Onzième épisode :
Les Hittites (de 200 à 1180 av. J.-C.)
Jusqu’alors en marge des grandes civilisations, l’Anatolie va sortir de l’ombre au 2e millénaire av. J.-C. sous l’impulsion d’un nouveau peuple : les Hittites.
L’Anatolie correspond plus ou moins à l’actuelle Turquie. Il s’agit de plateaux et de montagnes au climat assez rude en dehors des régions côtières. Elle borde la mer noire au nord, la mer Egée à l’ouest, et la Méditerranée au sud. Elle culmine à 5160 m d’altitude au mont Ararat. La partie orientale, riche en cuivre, a connu un développement précoce de la métallurgie du bronze.
La fin du 3e millénaire est caractérisée par 2 mouvements de population majeurs : vers 2300 av. J.-C., les Hourrites venus du sud du Caucase commencent à exercer une pression sur le nord de la Mésopotamie et forment des petits royaumes.

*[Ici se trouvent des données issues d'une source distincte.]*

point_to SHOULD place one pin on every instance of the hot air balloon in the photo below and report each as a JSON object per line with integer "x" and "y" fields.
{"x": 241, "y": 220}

Dans le même temps, des peuples indo-européens commencent à s’installer en Anatolie, probablement venus du nord-ouest : les Hittites notamment, mais aussi d’autres peuples comme les Louvites. Il faut noter que c’est les premiers Indo-européens à entrer dans l’Histoire puisqu’ils adoptent l’écriture cunéiforme de Mésopotamie.
À partir de 1950, des royaumes hittites commencent à prendre de l’importance grâce au commerce du cuivre avec la Mésopotamie. Les villes d’Assur et de Kanesh apparaissent alors comme des plaques tournantes commerciales.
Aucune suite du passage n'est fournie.